Langers was not so naive as to grasp that straw without squinting at it first. “I’m sure I thank you—redeem myself how exactly?”

“Be patient. Before we go on, I need to dictate a letter. Adam, will you write it down on that machine of yours?”

I suppressed my astonishment at these unfolding events and said, “Yes, certainly, Julian—I mean, General Comstock.”

“Good. Are you ready?” (I applied paper to platen, hastily.) “Put in a top line with the date and mark it as from my headquarters, Army of the Laurentians, Northern Division, Town of Striver , Lake Melville , Eastern Labrador, etc.” I clacked away at this task. My typewriting skills had improved since I first acquired the machine, and I was proud of my speed, though it set no records. “Address it to Major Walton, General Headquarters, Newfoundland.”

I did so. Then Julian dictated the body of the text, which I will set down here while it remains fresh in my mind, including the unusual capitalizations which Julian demanded: This is to let you know that, after much solemn deliberation, and in the face of continuing enemy encirclement and bombardment, I have resolved to deploy the MECHANISM we earnestly hoped would never be used in civilized warfare.
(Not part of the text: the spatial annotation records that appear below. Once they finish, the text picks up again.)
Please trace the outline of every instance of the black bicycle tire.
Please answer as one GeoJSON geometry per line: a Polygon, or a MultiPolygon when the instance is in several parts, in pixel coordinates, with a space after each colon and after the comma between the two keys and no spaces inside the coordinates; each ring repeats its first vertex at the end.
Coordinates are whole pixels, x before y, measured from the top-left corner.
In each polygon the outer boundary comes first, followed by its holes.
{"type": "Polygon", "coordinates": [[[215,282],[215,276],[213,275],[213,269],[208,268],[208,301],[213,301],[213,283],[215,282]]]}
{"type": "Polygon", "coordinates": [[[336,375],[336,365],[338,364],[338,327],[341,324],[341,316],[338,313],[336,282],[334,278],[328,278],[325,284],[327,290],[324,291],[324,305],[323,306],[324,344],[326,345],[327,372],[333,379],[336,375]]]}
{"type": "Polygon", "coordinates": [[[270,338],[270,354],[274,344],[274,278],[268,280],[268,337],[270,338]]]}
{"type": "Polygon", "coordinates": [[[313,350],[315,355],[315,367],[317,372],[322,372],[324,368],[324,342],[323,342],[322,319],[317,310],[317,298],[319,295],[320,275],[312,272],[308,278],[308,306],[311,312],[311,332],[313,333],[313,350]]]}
I do not take this decision lightly. It is no easy thing to enter into a war as brutal as this one, and to make it yet more inhuman by the employment of such a cruel DEVICE. It is not the prospect of the IMMEDIATE death of countless enemy soldiers which pangs me, for that is the nature of war, so much as the knowledge of the LINGERING EFFECTS, in which death comes only after hours or even days of intolerable suffering. You know that in councils of war I have argued against the deployment of this WEAPON, which is so vicious in its workings that any Christian trembles at the mention of it.